Have you ever met people after a really long time, and wondered whether the time never moved for them, or maybe not for you? Two ends of the same spectrum if I may say so. Facebook, to me is a necessary evil. Evil, because it leads me onto waste huge amounts of my valuable time, updating status messages or commenting on those of friends, and necessary, because its the easiest way for me to stay in touch with so many friends who live so far away. I digress. It is also a platform to find long lost friends, or those we have been out of touch with. And often the friend request there, leads to exchange of other contact details, e-mails and even phone calls.

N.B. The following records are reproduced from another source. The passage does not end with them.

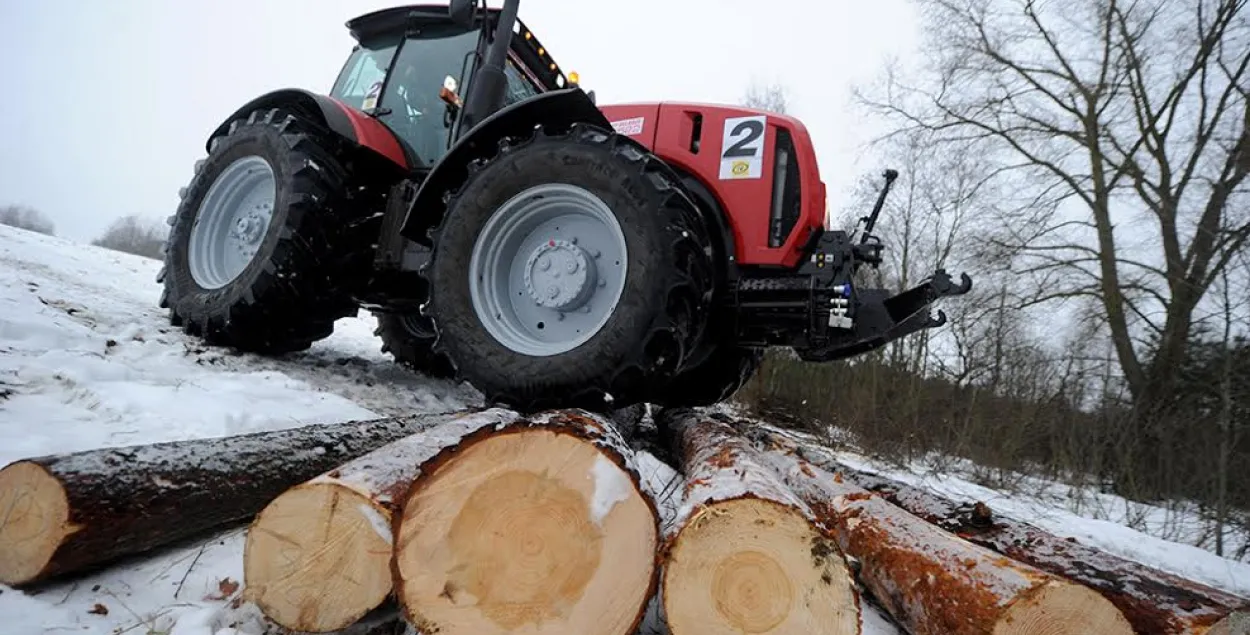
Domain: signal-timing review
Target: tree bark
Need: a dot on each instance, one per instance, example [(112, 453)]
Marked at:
[(538, 525), (318, 558), (1154, 601), (938, 584), (70, 513), (744, 554)]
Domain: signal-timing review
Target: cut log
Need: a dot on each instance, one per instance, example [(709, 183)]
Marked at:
[(318, 558), (1154, 601), (744, 554), (936, 584), (70, 513), (535, 526)]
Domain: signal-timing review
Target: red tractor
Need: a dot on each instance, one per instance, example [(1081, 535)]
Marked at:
[(550, 251)]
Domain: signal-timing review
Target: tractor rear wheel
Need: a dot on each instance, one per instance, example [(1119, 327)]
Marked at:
[(260, 254), (409, 339), (570, 269)]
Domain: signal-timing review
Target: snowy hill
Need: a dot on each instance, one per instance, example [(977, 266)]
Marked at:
[(89, 360)]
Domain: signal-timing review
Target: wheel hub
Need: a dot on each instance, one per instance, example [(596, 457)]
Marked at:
[(560, 275), (231, 221), (548, 269)]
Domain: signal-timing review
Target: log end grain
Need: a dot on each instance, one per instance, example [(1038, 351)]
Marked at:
[(318, 558), (754, 566), (34, 521), (1061, 608), (533, 530)]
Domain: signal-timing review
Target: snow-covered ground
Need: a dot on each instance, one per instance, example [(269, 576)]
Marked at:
[(89, 360)]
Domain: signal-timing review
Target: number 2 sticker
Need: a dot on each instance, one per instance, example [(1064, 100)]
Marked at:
[(741, 154)]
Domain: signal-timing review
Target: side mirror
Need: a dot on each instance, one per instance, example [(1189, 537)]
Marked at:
[(461, 11)]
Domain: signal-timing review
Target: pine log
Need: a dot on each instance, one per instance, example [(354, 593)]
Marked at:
[(71, 513), (744, 554), (318, 558), (534, 526), (1154, 601), (938, 584)]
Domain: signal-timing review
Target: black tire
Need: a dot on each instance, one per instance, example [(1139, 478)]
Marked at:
[(714, 380), (664, 306), (409, 339), (299, 281)]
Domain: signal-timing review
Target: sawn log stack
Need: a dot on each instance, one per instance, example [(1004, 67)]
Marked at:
[(498, 523)]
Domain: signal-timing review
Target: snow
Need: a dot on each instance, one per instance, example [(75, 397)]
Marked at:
[(1051, 510), (611, 486), (89, 360)]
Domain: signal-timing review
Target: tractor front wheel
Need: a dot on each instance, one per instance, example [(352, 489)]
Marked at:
[(570, 269), (259, 255)]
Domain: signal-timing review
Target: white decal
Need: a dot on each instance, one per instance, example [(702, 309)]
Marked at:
[(741, 155), (629, 126)]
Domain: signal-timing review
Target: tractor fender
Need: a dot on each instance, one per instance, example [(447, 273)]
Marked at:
[(330, 114), (556, 108)]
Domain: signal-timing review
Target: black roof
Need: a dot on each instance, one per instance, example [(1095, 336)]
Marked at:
[(388, 20)]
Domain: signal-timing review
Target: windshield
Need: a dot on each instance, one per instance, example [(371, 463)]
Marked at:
[(408, 101), (364, 73)]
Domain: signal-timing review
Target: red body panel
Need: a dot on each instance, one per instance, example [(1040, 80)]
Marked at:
[(741, 184), (374, 135)]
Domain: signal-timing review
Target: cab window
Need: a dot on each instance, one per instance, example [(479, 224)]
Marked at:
[(519, 86)]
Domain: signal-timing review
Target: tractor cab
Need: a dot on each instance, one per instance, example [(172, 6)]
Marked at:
[(411, 69)]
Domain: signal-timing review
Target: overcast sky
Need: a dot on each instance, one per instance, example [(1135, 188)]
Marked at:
[(108, 103)]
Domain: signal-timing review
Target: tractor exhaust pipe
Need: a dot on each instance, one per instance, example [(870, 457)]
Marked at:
[(489, 84)]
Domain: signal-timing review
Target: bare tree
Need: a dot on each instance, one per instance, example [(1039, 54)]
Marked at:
[(134, 235), (771, 98), (26, 218), (1123, 124)]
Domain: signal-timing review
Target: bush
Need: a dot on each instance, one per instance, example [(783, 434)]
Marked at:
[(28, 219), (134, 235)]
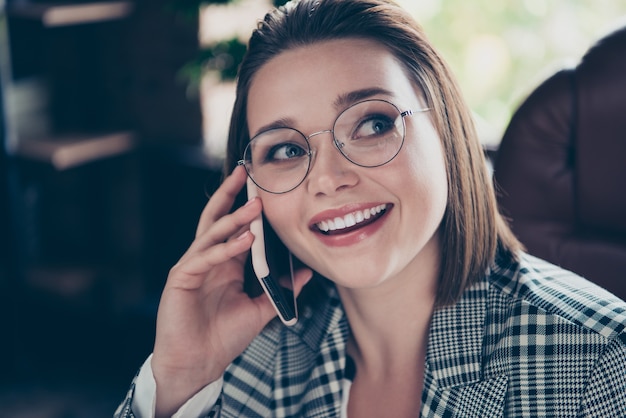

And while its great fun to re-connect with friends, some of them end up leaving me astonished at how time has moved at vastly different paces for the two of us. Recently it was a guy I knew in college, used to be quite a buddy of mine. A fun loving flirt, always upto something, that's the kind of guy he was. And, almost ten years later, that is exactly how he still seems to be, being married and everything. And while it has been nice reconnecting, it is difficult to find a common ground any longer. While he still lives in a world, which is full of college trivialities, or atleast that is how it seems to me now, I have moved on so so much. He talks of our classmates in college, still in terms of crushes, good looking chics or cool dudes. He still talks about who had affairs with whom back then, who made it, who broke up, and such stuff. While its always fun to know how old friends are doing, after a while, it just got boring, because all of it is just so much in the past for me now. And more so the details, which have no importance at all. I really wonder how his wife deals with it, has he sucked her into the world of our college with all his tales? And mostly I wondered if time has stood still for him all these years, while it rushed by me.
And then my qualms were put to rest. Found an old old school friend recently, and God! I would not recognise her in a million years, if I met her now. The shy, pretty girl, a top scorer, she looks like a ramp scorching top model. Its been a metamorphosis like none I have seen before. She is still a brainy babe, with her LSE degree and everything, but is she a super hottie or what? What wouldn't the boys from school, give to have been a better friend of hers. I so always expected her to turn out to be the scholarly type, working in a big bank, being the best, which I guess she still is, but what I had never expected was this absolute glam doll, hanging around at night clubs and discs each night. Well, I afcourse am a social butterfly like no other, because I was and will be a caterpillar all my life in that area, and hence while I felt great catching up with a really dear friend from school after ages, I felt lost after a while, self conscious and more. With her it felt like time had stood still for me, while it simply rushed by her. But whatever, it is great great fun reconnecting with her!
And while on the topic of facebook related things, one of my pet peeves is people having public opinion polls on the looks of their spouse. Putting up a photo and actually asking something as 'duh' as, Isn't he/she cute? on a public website.... I would not have believed it possible, had it not been done by people on my own friend list, whom I readily dropped after the incident! Why, why and oh why, would you so objectify your own spouse, no matter what a looker he/she is. Please don't do it!
In very very happy news of national pride though, came across this is the newspaper today, and am so so so proud of India, and what to say of Mr. Chandrakant Singh, who really has done what others only dream of. He has set up a top notch, school of international standards in a village in Bihar, where the students are taught through video conferencing, by some of the best in their professions. This is what true patriotism, and a real desire to do something leads to. While we still languish in our worlds, of material desires, and material gains, its people like this, who give me hope for mankind, for India, and inspire me to try harder, do more. And yes, the true friend, teacher or guide is not one, who helps you whenever you need it, but rather the one who provides you with skills that let you fulfill your own needs and enables you to fight your own battles. And that is what impresses me most about this school, it is not dependent on the charity of others, but is able to sustain itself.